Background

The full progress of science relies on peer review, yet many have called into question the benefits of peer review [1,2,3,4,5,6,7]. In essence, critics assert that “studies have shown that peer reviewers were not able to appropriately detect errors, improve the completeness of reporting, or decrease the distortion of the study results” [8]. Nevertheless, the purposes for which Reporting Guidelines (RG) have been developed over the past two decades are to help authors, editors and peer reviewers check and improve the transparency of research studies while ensuring that papers are both accurate and complete [9,10,11,12,13,14]. According to the systematic review published by Bruce et al. (2016) [8], which we expand on in Section 7 of the Additional file 1, at least 23 randomized trials have studied some aspects of the peer review process, with the majority of them focusing on the quality of peer review as a surrogate outcome while only 3 [15,16,17] analysed the completeness of reporting as an outcome. Of these 3 trials that we previously conducted, only 2 [15, 16] found positive results regarding completeness of reporting — although only one of these reached statistical significance. Those studies were based on a partly subjective outcome, the Manuscript Quality Assessment Instrument (MQAI) [18], and there is evidence that evaluators could have successfully guessed which were in the intervention group [8]. Consequently, raters could have favoured the group receiving an additional intervention, thus raising the risk of detection bias. Therefore, we follow up on those studies here by taking advantage of the Web of Science [19] (WoS) to reassess those 2 trials by using the number of citations later received by those papers. We consider such a measured outcome to be impartial and fair, as it is naturally free from the risk of evaluation bias. The relationship between the completeness of a report and the number of citations has been previously studied, with promising though not statistically significant results having been found [20, 21]. We also previously explored this relationship with a shorter follow-up (SM, Sections 5 and 6).

Methods

We conducted two previous trials [15, 16], in which we found partially positive results from adding statistical reviewers and RGs to the peer review process. The first one was conducted in 2007 and called the “Improve Quality” (IQ) study [15], in which we randomly allocated 129 suitable manuscripts into 4 intervention groups (Fig. 1a). Unfortunately, after peer review, 16 manuscripts were rejected and 14 were lost to follow-up. Those losses introduced unpredictable (attrition) bias [22, 23] and may have affected the estimates.

Fig. 1
figure 1

Scheme of the allocation of interventions of IQ and ET studies. Groups not included in the main analysis are in a shaded style. R = reference; C=Checklist; S=Statistician; SC = both Checklist and Statistician

The second trial was the 2011 “Enhance Transparency” (ET) study [16], in which we randomized 92 manuscripts either to both a statistical review and RGs or to neither (Fig. 1b). In both the IQ and ET studies, the main outcome was an assessed rather than measured endpoint. As masked evaluators were able to guess the intervention arm more often than could be ascribed to chance, partially unblinded evaluators could have introduced detection bias in both studies [8].

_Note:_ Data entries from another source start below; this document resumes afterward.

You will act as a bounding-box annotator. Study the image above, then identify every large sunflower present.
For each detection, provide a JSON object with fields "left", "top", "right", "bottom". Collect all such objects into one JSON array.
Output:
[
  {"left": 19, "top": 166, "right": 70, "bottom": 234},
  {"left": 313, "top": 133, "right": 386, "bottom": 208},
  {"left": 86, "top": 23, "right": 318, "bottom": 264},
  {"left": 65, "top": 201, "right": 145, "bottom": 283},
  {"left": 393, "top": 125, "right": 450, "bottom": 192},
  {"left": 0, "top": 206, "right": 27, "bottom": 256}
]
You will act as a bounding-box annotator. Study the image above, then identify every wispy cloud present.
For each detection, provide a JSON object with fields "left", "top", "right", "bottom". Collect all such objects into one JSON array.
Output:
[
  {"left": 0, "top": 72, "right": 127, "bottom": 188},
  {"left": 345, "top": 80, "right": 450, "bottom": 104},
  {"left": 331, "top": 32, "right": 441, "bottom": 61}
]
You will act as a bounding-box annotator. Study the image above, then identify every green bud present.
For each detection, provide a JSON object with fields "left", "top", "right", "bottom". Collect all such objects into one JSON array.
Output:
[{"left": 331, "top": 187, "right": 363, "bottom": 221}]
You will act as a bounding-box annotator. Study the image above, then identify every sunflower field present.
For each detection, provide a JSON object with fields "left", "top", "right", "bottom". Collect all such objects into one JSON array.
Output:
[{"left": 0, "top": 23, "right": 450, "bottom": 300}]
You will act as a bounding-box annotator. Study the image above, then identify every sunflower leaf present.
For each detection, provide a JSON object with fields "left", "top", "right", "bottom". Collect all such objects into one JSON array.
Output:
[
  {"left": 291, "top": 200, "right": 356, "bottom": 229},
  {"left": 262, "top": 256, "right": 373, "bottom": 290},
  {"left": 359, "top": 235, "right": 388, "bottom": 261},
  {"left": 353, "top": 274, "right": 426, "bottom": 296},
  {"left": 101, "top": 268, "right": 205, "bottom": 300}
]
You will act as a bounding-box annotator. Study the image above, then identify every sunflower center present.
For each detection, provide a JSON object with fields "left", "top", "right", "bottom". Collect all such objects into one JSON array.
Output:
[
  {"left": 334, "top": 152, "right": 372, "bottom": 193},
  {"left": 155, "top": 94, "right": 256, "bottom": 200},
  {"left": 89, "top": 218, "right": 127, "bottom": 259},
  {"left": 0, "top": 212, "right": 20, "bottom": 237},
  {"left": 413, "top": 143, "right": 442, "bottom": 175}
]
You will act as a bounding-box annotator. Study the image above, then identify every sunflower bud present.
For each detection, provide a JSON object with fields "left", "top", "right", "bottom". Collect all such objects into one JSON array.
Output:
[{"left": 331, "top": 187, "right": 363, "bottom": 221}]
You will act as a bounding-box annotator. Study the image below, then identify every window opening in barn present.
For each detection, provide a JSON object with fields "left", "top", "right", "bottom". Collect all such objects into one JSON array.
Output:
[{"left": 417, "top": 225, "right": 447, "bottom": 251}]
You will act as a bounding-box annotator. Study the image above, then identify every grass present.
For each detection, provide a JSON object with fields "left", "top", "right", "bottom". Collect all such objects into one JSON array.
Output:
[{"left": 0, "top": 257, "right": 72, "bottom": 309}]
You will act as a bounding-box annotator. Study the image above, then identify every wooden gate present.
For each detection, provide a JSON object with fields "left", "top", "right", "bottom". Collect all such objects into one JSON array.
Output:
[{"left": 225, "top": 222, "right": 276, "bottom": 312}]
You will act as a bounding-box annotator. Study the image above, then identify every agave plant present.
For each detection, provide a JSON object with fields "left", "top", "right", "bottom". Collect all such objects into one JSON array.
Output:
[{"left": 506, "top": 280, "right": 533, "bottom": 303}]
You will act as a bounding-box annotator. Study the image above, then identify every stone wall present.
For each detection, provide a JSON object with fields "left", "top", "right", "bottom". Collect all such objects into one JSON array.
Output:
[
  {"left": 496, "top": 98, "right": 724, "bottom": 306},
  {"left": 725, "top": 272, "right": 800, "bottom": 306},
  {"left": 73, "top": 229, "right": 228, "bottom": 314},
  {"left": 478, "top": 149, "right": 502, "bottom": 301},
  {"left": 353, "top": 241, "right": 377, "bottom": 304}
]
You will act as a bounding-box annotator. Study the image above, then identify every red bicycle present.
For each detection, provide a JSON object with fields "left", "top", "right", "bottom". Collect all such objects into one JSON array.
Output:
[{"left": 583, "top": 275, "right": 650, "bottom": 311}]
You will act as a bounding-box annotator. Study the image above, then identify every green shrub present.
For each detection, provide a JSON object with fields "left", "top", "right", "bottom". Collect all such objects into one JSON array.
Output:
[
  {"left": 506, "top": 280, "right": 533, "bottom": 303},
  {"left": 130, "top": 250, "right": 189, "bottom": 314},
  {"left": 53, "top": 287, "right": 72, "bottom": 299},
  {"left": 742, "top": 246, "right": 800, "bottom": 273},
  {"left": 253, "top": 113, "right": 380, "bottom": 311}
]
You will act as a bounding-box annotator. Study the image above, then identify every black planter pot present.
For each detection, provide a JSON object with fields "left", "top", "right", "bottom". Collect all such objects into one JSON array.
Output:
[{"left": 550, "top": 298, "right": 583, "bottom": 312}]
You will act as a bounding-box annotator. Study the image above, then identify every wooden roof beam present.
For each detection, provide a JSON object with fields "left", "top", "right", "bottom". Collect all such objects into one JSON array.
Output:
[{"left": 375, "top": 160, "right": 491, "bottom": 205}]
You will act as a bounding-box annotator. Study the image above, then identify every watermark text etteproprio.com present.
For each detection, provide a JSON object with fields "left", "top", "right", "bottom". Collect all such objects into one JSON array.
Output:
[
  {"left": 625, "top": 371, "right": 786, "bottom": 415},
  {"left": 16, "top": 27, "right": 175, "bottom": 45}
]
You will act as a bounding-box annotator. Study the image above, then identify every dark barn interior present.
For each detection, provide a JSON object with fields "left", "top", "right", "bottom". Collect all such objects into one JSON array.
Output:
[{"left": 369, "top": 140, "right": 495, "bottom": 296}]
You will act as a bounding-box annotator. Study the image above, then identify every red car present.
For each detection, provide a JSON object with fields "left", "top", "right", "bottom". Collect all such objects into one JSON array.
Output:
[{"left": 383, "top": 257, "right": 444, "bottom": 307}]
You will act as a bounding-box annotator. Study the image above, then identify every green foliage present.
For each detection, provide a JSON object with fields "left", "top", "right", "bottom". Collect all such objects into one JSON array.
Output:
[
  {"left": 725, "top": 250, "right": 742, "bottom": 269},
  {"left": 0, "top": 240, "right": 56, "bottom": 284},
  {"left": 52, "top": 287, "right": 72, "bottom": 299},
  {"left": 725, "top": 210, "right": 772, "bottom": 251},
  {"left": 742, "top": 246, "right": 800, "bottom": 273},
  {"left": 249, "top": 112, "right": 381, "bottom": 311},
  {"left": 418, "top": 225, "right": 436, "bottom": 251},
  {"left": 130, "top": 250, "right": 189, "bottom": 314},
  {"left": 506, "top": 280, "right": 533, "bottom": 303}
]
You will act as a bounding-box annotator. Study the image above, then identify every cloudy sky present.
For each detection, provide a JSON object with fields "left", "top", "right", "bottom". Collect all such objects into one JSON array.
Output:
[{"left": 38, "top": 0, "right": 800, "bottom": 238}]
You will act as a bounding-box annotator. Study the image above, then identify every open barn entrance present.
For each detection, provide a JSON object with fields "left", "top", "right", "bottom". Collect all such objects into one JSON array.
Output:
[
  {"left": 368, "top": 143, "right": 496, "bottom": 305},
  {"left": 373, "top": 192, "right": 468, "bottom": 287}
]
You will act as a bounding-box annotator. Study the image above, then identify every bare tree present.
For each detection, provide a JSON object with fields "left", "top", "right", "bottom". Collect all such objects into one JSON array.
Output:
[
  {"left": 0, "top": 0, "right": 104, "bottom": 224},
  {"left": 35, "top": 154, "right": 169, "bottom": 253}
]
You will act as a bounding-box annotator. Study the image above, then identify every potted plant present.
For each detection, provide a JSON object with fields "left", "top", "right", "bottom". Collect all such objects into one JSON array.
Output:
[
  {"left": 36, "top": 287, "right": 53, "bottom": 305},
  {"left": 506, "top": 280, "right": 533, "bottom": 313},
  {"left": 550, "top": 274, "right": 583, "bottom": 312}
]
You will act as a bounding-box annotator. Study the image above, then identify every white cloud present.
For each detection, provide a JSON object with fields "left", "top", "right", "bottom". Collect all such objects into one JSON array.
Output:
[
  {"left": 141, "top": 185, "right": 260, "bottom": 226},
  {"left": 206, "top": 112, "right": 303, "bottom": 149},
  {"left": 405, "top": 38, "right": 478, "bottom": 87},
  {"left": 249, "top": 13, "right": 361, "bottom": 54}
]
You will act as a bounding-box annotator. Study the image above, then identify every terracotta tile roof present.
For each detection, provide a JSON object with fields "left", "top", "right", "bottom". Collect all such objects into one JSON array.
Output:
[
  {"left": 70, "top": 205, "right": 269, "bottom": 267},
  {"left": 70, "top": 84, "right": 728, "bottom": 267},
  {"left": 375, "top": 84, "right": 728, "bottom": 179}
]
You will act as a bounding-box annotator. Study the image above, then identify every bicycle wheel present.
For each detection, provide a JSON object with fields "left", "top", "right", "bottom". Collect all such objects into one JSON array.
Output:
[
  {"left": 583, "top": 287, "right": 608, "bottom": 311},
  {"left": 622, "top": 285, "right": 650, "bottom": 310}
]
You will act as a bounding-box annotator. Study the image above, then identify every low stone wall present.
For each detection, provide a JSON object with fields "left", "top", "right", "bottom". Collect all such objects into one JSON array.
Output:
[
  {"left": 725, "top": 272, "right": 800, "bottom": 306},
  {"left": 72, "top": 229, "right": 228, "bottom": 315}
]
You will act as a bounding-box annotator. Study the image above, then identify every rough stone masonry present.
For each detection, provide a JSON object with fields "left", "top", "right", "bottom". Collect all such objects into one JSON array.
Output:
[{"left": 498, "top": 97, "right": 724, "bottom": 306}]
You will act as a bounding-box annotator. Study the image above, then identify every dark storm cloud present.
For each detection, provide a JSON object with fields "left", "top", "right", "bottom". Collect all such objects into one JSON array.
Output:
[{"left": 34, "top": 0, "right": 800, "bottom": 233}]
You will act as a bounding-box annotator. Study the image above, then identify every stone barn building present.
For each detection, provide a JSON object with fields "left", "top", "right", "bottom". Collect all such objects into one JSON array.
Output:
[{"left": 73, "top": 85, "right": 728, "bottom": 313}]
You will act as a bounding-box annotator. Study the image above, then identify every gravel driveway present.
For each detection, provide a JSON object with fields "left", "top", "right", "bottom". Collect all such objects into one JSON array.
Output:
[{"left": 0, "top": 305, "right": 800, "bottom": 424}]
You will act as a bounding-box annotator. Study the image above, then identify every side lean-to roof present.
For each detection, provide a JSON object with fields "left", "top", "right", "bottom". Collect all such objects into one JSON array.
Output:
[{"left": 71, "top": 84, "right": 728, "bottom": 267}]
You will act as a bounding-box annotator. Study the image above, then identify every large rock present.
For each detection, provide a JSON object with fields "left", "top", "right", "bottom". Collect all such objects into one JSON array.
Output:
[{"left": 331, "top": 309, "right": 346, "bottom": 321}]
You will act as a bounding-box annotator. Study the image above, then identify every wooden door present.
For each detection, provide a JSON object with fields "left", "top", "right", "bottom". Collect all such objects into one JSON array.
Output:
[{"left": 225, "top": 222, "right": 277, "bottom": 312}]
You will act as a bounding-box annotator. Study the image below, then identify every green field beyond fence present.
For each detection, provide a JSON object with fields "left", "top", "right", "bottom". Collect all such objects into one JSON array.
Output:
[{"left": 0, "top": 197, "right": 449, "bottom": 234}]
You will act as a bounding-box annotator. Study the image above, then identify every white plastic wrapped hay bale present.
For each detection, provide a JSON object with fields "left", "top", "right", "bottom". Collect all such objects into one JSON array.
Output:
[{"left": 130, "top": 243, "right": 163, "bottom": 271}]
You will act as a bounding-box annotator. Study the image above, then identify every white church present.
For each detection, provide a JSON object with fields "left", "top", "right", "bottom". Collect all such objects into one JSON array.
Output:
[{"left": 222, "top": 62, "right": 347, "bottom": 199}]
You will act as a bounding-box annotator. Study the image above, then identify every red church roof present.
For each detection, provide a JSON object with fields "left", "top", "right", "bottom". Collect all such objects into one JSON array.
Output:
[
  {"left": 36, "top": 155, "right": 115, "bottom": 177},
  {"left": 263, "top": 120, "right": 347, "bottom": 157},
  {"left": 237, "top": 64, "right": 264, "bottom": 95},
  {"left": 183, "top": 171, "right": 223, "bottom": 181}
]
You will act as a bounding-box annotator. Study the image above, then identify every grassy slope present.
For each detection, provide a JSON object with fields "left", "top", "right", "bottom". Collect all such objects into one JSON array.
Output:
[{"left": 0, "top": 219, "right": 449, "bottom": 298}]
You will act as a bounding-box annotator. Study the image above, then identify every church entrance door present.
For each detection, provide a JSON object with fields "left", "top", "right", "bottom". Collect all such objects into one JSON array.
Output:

Due to these limitations, and in order to assess the long-term impact of those interventions, we adopted a new main outcome: the number of citations that each paper received on the WoS from publication up to December 312,016, with our hypothesis being that greater transparency and more comprehensible reporting may facilitate an increase in citations.

The IQ study divided the papers into 4 groups as a result of combining the two interventions into a 2 × 2 factorial design: a suggestion to the reviewers to employ an abridged checklist for the evaluation of basic biomedical research papers (C) [24]; and adding a statistician (S) from the reviewer panel list. Consequently, the 4 groups were defined as: papers which received a standard review process (reference), papers which received a review process using a local checklist (C), papers which received a standard review process and a revision from a statistician (S) and papers which received a standard review process and a revision from a statistician using a local checklist (SC). The reference intervention followed the usual journal process based on 1–3 reviewers. In order to combine those results with those of the ET study, only the 24 papers allocated to the group with both interventions (C and S) and the 27 allocated to the reference group (neither C nor S) were now included in the main analysis.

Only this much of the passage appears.